Going down we ripped through the meadows of wildflowers, pausing only for pictures and to tell hikers on the way up they *really* weren't almost there yet.
It was a very runnable trail, apart from a couple of short rocky sections near the summit. One of the most enjoyable 14ers I have ever been on. We pretty much had the place to ourselves until we were about 2/3 of the way down.
La Plata was a very pleasant surprise to me. Typically I expect crowded and rocky choss piles when I climb 14ers. This was the opposite. Absolutely gorgeous scenery, fantastic running trail and no people, at least those that are willing to set off at 6 a.m. and run! Extra bonus - we did not get electrocuted and we made the 9 miles RT and 4,600 feet of climbing in 4 hours and back into Aspen for a late breakfast!
By Ann Driggers
Tuesday, July 22, 2014
After a slow start, the snow has all but melted and the high alpine is alive, finally. Alive with wildflowers blanketed across meadows, with marmots squealing on the mountainsides, with meadowlarks singing, with streams gurgling, with trout jumping in lakes, with rolls of thunder, and with me running, hiking and biking. It's a smorsgabord of sights, sounds and smells. The first flowers to really take hold were the lupines and Mules Ear at lower elevations.
And then it was the lovely Colorado state flower, the columbine, which decorated the trails at Snowmass for a few weeks:
And many others - daisies, penstemmons, paintbrush and scarlet giliea included. The flowers are spent down low and are moving into the highest alpine. And with them we go too. Here Paula and Heidi run up towards Buckskin Pass on their way to completeing the Four Passes Loop which circumnavigates the Maroon Bells over four passes of 12,000+ feet each.
Although it was toasty warm at 12,500 feet this weekend, even at 8 a.m. when we were up there, I found a touch of frost between the sunflowers. A reminder that the days are getting shorter, the nights cooler and we are only weeks away from fall.
This time when the hills are vibrant and blooming at the highest elevations is so stinking beautiful but everso fleeting. Take advantage of it while you can!
By Ann Driggers
Monday, June 16, 2014
All of a sudden spring has finally arrived here in the mountains. Unlike years past where it seeped in a tepid and steady trickle, it fairly exploded on the scene. A super intense, bright, neon, fresh green is saturating the earth. Now snow lies only above 10,000 feet and the lower mountains are open for business. Believe you me I am taking advantage of it!
Long slender trunks rooted in the earth soar upwards and touch the sky where wind whispers in the tree tops. The sun falls through shimmering leaves, dappling the forest floor and the trail winding through it. As my feet tap out the steady rhythm of a long run, I am held spellbound, captivated by the magic of an aspen forest.

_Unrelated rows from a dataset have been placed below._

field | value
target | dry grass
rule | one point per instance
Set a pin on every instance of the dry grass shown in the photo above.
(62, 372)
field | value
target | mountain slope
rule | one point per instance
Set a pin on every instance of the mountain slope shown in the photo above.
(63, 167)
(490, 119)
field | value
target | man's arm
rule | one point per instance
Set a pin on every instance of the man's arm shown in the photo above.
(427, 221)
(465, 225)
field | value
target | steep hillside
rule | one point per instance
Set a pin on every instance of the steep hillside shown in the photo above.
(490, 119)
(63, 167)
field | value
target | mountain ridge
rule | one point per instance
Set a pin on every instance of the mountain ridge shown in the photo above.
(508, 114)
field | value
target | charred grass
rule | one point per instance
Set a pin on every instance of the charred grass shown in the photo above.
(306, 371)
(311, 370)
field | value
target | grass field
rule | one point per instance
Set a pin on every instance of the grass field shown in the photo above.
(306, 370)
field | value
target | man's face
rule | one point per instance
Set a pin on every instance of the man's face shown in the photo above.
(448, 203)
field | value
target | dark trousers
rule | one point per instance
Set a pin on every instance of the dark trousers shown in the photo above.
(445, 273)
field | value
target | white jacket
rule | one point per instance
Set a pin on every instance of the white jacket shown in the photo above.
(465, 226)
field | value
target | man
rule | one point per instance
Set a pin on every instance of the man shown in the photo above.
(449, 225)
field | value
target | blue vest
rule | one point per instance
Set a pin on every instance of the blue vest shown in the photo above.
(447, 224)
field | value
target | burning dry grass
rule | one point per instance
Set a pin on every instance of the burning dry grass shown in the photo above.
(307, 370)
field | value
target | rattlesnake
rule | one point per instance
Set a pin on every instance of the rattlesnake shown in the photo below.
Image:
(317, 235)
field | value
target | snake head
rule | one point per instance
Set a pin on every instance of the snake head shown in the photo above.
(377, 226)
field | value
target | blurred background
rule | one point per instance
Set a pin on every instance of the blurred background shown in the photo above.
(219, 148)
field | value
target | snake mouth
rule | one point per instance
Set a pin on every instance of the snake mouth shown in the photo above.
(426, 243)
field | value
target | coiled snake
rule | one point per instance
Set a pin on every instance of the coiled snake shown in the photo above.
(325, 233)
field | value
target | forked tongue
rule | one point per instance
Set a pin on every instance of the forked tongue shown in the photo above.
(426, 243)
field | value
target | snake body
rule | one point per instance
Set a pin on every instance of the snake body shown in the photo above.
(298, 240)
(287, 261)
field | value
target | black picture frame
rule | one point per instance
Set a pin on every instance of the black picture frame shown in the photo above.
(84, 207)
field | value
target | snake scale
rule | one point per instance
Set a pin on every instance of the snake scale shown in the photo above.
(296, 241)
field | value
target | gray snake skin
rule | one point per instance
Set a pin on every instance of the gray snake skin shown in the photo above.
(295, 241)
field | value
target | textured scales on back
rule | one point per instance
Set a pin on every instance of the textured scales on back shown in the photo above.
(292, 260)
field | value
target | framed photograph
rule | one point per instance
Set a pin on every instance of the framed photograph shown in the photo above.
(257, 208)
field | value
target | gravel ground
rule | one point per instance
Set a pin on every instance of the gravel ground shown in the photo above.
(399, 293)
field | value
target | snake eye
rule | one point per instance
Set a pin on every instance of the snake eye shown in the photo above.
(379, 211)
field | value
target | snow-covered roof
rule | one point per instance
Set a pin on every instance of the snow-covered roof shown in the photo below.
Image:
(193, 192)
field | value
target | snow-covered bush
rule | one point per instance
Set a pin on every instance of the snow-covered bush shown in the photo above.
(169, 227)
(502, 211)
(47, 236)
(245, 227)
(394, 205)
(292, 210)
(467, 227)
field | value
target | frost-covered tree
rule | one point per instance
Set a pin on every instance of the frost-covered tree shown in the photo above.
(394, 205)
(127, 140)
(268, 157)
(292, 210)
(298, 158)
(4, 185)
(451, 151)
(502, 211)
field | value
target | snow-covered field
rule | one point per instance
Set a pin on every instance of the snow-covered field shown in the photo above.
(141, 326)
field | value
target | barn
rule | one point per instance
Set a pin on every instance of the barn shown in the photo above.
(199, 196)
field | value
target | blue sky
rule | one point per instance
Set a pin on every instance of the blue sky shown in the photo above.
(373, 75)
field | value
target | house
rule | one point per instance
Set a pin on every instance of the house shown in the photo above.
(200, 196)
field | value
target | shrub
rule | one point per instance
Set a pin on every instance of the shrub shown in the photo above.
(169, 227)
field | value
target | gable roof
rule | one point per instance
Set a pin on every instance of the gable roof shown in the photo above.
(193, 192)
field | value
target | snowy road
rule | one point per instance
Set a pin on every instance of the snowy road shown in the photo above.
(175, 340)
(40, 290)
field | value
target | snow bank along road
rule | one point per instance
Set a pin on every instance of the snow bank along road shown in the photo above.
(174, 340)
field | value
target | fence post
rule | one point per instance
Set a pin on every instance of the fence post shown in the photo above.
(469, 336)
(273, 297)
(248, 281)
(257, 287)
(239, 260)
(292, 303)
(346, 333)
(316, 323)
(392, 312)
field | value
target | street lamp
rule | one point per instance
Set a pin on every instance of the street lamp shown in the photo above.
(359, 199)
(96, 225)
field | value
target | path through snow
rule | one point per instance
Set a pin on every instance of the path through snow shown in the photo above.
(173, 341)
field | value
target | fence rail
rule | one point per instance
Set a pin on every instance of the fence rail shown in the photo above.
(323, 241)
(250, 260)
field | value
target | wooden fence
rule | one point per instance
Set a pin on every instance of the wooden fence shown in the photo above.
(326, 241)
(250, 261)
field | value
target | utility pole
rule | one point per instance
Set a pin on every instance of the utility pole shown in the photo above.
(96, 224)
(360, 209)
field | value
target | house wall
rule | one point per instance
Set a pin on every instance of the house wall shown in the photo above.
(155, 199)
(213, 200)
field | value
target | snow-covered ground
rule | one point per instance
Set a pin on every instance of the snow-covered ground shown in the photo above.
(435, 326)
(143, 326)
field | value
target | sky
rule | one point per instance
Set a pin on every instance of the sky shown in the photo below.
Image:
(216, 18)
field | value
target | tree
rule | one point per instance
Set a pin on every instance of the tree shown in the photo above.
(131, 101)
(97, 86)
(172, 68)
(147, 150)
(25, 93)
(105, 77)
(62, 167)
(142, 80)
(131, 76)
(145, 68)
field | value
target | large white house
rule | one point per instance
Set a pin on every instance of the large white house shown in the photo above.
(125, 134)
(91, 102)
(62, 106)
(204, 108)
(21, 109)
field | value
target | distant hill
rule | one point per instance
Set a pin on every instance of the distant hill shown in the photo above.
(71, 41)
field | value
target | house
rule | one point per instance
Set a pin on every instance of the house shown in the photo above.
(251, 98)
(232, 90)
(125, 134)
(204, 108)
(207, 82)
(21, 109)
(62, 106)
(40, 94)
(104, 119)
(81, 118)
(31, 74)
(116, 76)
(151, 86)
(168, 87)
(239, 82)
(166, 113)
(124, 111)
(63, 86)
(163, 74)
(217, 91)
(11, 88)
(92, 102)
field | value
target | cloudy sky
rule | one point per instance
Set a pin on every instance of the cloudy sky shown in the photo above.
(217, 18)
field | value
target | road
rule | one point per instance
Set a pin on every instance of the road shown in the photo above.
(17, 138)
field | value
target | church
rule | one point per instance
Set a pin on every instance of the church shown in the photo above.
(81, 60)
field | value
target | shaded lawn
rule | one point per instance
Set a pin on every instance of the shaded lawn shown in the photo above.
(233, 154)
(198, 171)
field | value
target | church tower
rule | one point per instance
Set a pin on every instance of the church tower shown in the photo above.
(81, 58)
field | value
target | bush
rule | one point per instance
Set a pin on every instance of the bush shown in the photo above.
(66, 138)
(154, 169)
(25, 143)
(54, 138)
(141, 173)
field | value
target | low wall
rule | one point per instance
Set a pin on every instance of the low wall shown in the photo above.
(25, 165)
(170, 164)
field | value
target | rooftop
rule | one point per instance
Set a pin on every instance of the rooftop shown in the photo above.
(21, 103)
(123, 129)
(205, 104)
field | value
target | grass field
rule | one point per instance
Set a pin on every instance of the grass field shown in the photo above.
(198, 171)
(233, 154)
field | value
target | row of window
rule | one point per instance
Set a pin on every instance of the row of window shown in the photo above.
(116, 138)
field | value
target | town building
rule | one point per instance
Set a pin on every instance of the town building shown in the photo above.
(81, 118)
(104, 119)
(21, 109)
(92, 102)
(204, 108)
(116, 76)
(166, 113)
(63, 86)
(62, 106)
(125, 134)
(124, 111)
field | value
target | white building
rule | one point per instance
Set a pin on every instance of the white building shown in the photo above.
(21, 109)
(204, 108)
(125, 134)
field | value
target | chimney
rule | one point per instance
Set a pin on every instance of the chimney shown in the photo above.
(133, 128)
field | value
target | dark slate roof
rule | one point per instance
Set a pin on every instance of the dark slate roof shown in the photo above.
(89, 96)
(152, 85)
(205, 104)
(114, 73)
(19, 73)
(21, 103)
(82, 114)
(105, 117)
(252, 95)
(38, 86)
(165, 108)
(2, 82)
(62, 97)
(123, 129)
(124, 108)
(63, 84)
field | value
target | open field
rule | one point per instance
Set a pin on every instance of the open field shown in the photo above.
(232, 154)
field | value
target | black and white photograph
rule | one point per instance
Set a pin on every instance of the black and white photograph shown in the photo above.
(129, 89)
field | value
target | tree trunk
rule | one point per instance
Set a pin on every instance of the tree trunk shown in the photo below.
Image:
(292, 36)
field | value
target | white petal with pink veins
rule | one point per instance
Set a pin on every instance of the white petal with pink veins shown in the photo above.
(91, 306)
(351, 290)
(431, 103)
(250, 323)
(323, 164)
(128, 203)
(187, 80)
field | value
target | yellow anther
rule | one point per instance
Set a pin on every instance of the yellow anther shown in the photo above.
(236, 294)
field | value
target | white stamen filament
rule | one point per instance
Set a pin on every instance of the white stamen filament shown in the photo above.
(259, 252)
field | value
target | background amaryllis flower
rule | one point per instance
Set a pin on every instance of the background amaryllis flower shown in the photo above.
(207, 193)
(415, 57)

Wheels roll over bumpy ground pocked by elk, hop over fallen trees and brambles smart my legs as we are some of the first to ride the trails this spring. Although it has barely started its growth the forest floor seems lush already. Skunk cabbage slowly unfurls its massive leaves and the first of the wildflowers punch through the earth. Larkspur seems to be especially abundant this year, carpeting meadows a deep blue.
The heady scent of the white blooms of the mountain serviceberry fills the air. Around every turn a budding flower, a new leaf unfurled, and the fresh smell of spring. Even though the summer solstice approaches there is not enough time in the day for me to drink it all in. We ride and run until sunset.